The Ephemeral Nature of the Internet

Rob points out in a comment on my science blogging post that one of the problems related to using a blog as a document of research is the non-lasting nature of work on the internet. I have seen arguments and have made the argument myself that it’s possible to ensure the longevity of blogs, but it is not entirely without risk to rely on a blog (or other internet source) as a stable source. As luck would have it, there’s an interesting article in Inside Higher Ed that discusses the same problem.

Our time here may be fleeting — “Out, out brief candle!” — but footnotes are not supposed to be. When online citations extinguish, every discipline is befouled, because replication, at the heart of the research process, becomes difficult without stable archiving, which libraries used to provide.

It is probably risky to rely on a service like Blogger–which is free and offers no real assurances that your material won’t disappear–as a permanent record of any kind. And this may be a greater problem than copyright as more and more material goes online openly. There are ways of retrieving older versions of web sites (The Way Back Machine, for example) but they, too, are volunteer efforts and not reliable.

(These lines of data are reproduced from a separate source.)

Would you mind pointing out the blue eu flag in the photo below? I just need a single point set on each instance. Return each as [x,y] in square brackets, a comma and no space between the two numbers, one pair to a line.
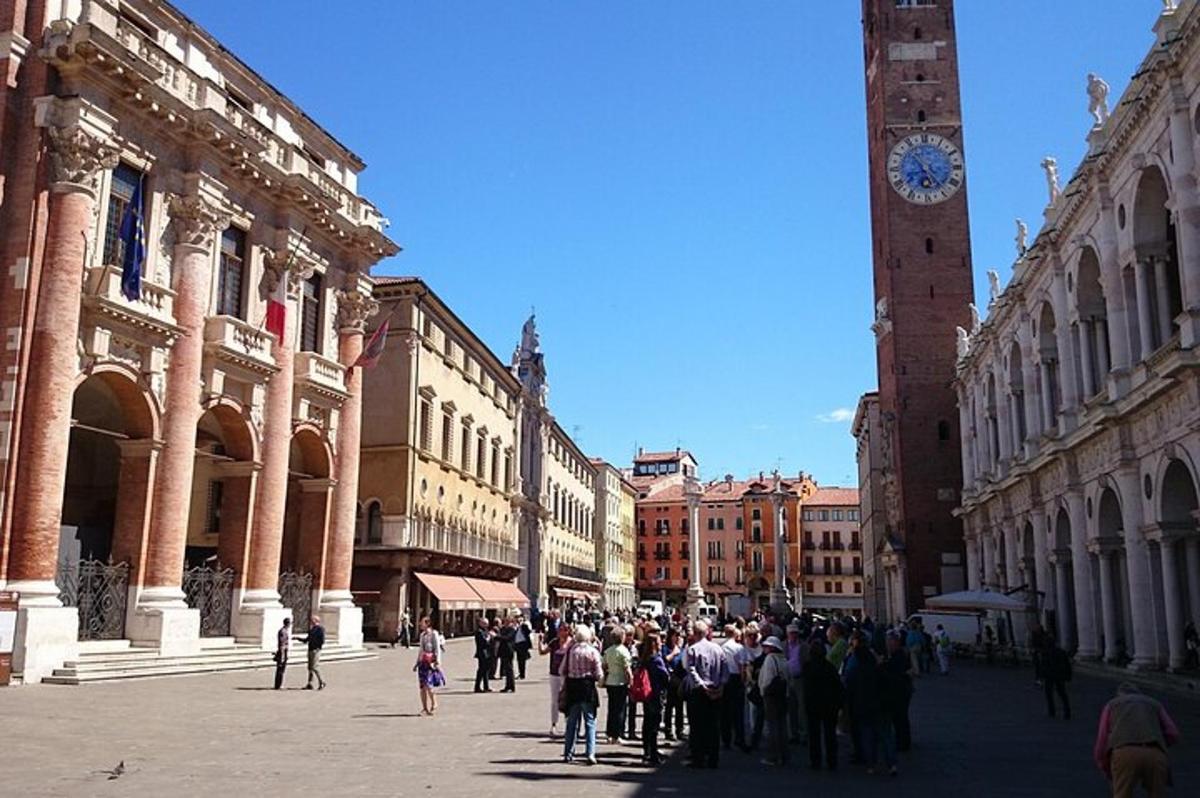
[133,237]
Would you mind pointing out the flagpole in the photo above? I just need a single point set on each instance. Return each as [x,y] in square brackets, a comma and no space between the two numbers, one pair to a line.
[287,265]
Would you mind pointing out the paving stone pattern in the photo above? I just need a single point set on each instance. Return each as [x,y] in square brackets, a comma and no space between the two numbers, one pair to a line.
[982,731]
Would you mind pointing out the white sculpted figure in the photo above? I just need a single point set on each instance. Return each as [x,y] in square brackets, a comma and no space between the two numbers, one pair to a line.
[1051,167]
[1097,99]
[993,286]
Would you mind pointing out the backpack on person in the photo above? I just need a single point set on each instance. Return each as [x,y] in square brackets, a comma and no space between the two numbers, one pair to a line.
[640,688]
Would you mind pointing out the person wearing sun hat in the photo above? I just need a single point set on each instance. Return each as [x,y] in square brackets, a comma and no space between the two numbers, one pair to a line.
[773,688]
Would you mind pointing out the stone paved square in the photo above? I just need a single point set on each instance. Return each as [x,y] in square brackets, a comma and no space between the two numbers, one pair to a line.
[979,732]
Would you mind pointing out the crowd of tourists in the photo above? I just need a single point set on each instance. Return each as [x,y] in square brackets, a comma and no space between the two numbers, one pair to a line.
[766,684]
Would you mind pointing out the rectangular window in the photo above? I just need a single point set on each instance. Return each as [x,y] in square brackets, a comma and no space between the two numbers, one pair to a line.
[465,465]
[233,263]
[447,436]
[310,316]
[426,425]
[125,181]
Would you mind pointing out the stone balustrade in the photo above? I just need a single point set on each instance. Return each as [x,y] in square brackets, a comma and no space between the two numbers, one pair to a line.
[235,341]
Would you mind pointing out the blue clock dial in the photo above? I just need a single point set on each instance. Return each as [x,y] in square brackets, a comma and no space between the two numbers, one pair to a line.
[925,168]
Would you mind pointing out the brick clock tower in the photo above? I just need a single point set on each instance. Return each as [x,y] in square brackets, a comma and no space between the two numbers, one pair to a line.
[923,287]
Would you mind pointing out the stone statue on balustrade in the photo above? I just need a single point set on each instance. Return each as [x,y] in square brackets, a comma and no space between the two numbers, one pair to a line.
[1097,99]
[1050,165]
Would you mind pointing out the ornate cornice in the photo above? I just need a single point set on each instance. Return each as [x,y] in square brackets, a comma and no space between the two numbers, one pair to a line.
[197,220]
[354,307]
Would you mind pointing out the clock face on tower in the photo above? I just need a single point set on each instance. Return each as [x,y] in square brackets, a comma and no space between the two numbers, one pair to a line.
[925,168]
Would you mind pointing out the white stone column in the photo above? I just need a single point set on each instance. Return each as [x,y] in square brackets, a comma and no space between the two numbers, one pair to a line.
[1101,330]
[1012,575]
[1173,599]
[1192,559]
[1086,357]
[1068,358]
[972,563]
[989,558]
[1145,317]
[1003,432]
[1062,598]
[965,439]
[693,493]
[1145,653]
[1081,568]
[1033,425]
[1042,555]
[1163,295]
[1108,604]
[1048,409]
[1116,313]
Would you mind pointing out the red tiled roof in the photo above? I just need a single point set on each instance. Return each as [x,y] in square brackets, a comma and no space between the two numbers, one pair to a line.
[663,456]
[843,496]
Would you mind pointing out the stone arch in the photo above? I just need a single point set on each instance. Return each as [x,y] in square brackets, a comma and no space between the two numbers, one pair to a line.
[1017,395]
[1177,492]
[1157,251]
[1091,330]
[1049,360]
[106,496]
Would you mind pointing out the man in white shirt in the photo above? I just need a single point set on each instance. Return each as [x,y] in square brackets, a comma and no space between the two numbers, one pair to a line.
[733,723]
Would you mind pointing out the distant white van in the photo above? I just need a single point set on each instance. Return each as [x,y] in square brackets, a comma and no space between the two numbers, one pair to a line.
[648,607]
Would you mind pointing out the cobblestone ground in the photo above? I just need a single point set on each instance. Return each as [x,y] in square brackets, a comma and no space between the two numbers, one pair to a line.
[978,732]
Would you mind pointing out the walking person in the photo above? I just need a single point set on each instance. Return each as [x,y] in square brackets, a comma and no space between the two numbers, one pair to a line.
[823,695]
[797,653]
[945,648]
[429,665]
[282,643]
[483,657]
[773,688]
[583,671]
[1131,743]
[523,645]
[733,723]
[672,717]
[1056,672]
[649,658]
[617,670]
[505,651]
[898,691]
[559,642]
[316,641]
[705,665]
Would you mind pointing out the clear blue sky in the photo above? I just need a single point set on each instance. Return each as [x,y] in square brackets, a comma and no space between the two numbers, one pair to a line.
[678,186]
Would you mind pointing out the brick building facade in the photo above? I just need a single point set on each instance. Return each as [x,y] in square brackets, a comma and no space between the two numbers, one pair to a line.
[922,276]
[148,445]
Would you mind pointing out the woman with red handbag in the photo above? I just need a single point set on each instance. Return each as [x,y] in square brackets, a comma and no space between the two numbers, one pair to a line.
[429,666]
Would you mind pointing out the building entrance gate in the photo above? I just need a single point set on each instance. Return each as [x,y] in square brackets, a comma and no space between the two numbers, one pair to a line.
[210,591]
[99,591]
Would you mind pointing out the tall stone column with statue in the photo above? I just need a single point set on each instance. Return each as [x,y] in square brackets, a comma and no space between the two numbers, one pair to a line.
[160,616]
[337,610]
[78,136]
[693,493]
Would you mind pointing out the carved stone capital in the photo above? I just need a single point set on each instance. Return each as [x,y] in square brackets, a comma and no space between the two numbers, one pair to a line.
[354,307]
[77,157]
[197,219]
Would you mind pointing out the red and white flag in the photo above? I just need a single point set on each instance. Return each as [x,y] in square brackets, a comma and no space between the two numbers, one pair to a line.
[373,351]
[277,307]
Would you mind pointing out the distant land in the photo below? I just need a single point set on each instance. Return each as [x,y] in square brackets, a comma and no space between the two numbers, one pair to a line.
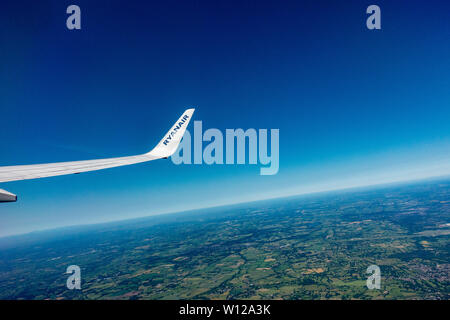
[315,246]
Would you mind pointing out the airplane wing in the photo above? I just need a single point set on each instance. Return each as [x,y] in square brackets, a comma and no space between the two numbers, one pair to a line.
[164,149]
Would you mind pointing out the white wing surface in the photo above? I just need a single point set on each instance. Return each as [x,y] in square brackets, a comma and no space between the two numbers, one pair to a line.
[164,149]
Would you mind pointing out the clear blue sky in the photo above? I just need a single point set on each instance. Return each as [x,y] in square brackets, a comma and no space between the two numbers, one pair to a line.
[353,106]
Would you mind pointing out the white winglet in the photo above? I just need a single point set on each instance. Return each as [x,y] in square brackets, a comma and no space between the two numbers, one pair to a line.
[165,148]
[169,144]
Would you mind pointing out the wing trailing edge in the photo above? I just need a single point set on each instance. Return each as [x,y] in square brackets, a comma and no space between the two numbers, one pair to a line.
[164,149]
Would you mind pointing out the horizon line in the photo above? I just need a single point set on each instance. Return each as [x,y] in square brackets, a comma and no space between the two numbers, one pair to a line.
[342,188]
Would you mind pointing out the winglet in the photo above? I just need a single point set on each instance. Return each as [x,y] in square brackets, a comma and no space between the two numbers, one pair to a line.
[169,144]
[6,196]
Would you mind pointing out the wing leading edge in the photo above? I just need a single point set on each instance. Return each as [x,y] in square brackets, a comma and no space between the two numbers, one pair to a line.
[164,149]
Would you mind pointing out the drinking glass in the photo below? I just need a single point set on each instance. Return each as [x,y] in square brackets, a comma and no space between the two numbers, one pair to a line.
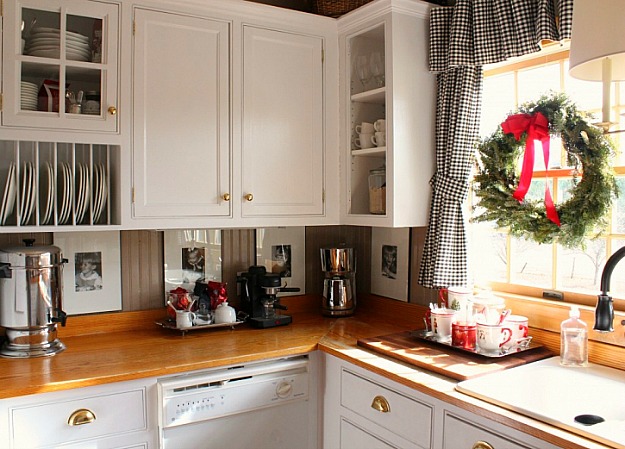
[362,69]
[376,64]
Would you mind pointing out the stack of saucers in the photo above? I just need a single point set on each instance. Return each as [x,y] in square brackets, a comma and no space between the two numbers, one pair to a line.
[46,42]
[29,96]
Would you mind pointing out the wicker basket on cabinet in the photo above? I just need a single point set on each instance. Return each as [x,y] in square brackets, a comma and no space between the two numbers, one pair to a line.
[336,8]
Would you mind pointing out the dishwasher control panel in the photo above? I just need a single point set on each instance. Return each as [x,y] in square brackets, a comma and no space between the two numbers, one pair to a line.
[201,397]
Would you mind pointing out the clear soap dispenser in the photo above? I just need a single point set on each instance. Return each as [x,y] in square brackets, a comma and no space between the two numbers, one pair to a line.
[573,340]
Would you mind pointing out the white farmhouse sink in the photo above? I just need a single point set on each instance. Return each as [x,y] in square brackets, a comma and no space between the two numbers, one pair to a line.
[557,395]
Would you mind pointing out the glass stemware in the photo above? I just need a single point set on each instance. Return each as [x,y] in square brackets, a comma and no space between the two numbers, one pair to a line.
[377,68]
[362,69]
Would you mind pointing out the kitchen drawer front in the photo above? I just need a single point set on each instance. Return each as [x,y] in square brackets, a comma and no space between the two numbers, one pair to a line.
[405,416]
[46,424]
[459,432]
[354,437]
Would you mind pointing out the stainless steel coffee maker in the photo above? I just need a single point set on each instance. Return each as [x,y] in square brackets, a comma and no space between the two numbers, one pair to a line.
[339,285]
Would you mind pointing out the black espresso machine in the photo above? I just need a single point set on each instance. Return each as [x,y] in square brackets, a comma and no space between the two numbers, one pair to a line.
[259,299]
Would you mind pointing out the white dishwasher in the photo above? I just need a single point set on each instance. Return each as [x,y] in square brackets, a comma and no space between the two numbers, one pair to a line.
[261,405]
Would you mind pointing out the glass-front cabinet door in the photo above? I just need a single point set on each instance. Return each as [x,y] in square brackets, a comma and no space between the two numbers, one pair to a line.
[60,65]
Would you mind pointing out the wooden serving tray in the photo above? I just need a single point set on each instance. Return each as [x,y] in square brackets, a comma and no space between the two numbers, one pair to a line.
[447,360]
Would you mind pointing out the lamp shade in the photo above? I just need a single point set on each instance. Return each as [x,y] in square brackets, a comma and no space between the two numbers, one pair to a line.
[598,32]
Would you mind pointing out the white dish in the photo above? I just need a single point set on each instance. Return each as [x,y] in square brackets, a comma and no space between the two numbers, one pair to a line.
[33,193]
[45,189]
[8,198]
[25,193]
[103,191]
[86,193]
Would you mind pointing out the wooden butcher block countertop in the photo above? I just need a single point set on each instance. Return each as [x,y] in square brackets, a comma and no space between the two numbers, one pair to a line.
[125,346]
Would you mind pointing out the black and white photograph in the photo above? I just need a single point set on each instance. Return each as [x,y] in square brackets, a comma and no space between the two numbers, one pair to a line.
[389,261]
[88,271]
[281,251]
[390,249]
[91,276]
[281,260]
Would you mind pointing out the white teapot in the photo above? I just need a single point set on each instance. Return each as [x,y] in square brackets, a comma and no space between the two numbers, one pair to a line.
[225,314]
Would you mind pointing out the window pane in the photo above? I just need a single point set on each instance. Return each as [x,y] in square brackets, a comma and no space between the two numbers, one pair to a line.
[488,254]
[618,212]
[617,281]
[497,102]
[531,263]
[533,83]
[580,269]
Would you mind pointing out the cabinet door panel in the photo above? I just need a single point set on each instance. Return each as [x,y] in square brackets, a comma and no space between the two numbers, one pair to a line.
[181,116]
[282,155]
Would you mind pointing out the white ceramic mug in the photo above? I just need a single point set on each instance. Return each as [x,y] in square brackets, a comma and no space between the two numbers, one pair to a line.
[492,337]
[520,331]
[458,299]
[379,139]
[441,323]
[365,128]
[184,318]
[363,141]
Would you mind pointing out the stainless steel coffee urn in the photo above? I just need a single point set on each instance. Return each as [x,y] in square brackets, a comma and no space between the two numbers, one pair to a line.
[31,290]
[339,285]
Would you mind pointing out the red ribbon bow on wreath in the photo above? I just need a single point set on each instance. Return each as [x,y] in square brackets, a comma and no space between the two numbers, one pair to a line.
[537,128]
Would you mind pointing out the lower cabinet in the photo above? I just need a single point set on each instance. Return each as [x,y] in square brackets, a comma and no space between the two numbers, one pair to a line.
[363,410]
[113,416]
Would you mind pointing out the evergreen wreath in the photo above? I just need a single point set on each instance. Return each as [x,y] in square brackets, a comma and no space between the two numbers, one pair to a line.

While I’ve seen some discussion here and there about libraries attempting to do some archiving of resources that are only available online, there doesn’t seem to be good policy in place for how to deal with this. It’s up to the librarians to select what should and should not be archived.

And this can also be an issue for hard copies of materials as libraries run out of physical space and make decisions about what to keep and what to put into offsite storage or get rid of completely. An example of something someone might not think to keep came up in the last 24 hours. Intel was seeking a pristine copy of the issue of Electronics magazine that first published “Moore’s Law.” A British man found a copy and received the offered reward, but one could easily imagine that all copies disappeared or were trashed to make space for newer material. Disaster can also strike (Library of Alexandria anyone?).

Online sources seem less stable and permanent, but it’s certainly possible that we can find a solution to that problem. But hard copies are not immune to instability either.